The rise of big data and analytics has positioned machine learning as a transformative tool for customer segmentation. Machine learning algorithms can sift through vast datasets, identifying intricate patterns and insights beyond the reach of traditional segmentation methods. The advantages of machine learning in this context include:

  1. Enhanced Precision: Machine learning reveals complex relationships within customer data, offering more accurate and nuanced segmentation.

  2. Scalability: Automated processes efficiently manage significant data volumes, evolving with the customer base and ensuring segmentation models remain current.

  3. Dynamic Updates: Machine learning adapts to ongoing data flow, allowing for real-time refinement of customer segments.

  4. Predictive Insights: Beyond current trends, machine learning anticipates future customer behaviors and preferences, facilitating forward-looking marketing strategies.

  5. Comprehensive Data Integration: By analyzing diverse data sources, including transaction records, digital footprints, and customer feedback, machine learning provides a holistic customer view.

  6. Personalization: Tailored experiences are developed through deep insights into customer segments and individual preferences, fostering enhanced engagement and loyalty.

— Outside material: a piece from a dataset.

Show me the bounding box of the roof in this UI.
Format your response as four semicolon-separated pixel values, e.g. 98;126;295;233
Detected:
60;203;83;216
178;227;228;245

Subsequent sections will explore popular machine learning techniques for customer segmentation, including K-Means clustering, hierarchical clustering, Gaussian Mixture Models (GMM), Self-Organizing Maps (SOM), and DBSCAN. We will also guide you through constructing K-Means and LLM+K-Means models with practical datasets for advanced marketing analytics.

5.3 K-Means Clustering Model Development on Kaggle’s Banking Dataset#

This section outlines the process of developing a K-Means clustering classification model for customer segmentation using the public Banking Dataset - Marketing Targets available on Kaggle. This dataset includes bank customers’ demographic details, financial attributes, and responses to marketing campaigns. We will conduct exploratory data analysis (EDA), preprocess the data, and utilize the Scikit-learn library in Python to implement K-Means clustering.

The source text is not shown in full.